Kazakhstan has decided that its national language, Kazakh, needs a new writing system.
For decades, it has been using the Cyrillic script, a legacy of Soviet times. Now, though, Kazakhstan's long-term president, Nursultan Nazarbayev, has been re-orienting his country away from Moscow, and toward the West.
And so it was that in late 2013, Kazakh linguists got in touch with Allard Jongman, chair of the linguistics department and a phonetics specialist at the University of Kansas.
"I was contacted by a graduate student working on this project, and he wrote to me rather than the professor because the professor doesn't know any English," said Jongman in an interview on Kansas City public radio station KCUR's Central Standard program. "He said, 'Look, we're trying to convert our writing system. But … we don't know exactly what the consonants and vowels of Kazakh are.'" (Click on the audio button above to hear the interview.)
Jongman told interviewer Gina Kaufmann there are two reasons why Kazakhs are confused about how their language should sound, both having to do with Soviet domination. First, the language is full of imported Russian words that have sounds in them that are not native to Kazakh.

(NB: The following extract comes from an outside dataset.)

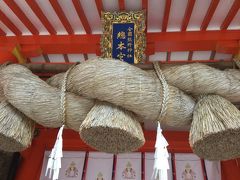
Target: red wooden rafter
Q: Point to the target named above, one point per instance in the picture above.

Second, Cyrillic script is tailored to Russian sounds, and sometimes it doesn't do justice to Kazakh sounds. Over the decades, though, Kazakh has made accommodations, and that's changed some pronunciations.
It's not clear that the Latin alphabet will be any more accurate, of course. Jongman is aware that the whole project could backfire.
"It could really screw things up," says Jongman. But he doesn't think it will.
And then there are the geo-politics. Russian President Vladimir Putin has said the break-up of the Soviet Union was a tragedy. He has invaded the former Soviet republics of Georgia and Ukraine. Kazakhs fear they could be next.
In August, Putin questioned whether Kazahkan is really even a nation. He said President Nazarbayev had "created a state in a territory that had never had a state before. The Kazakhs had no statehood."
Russia shares a 4,000-mile border with Kazakhstan. The Kazakh army is tiny in comparison to Russia's. Not the easiest set of circumstances to introduce a new writing system.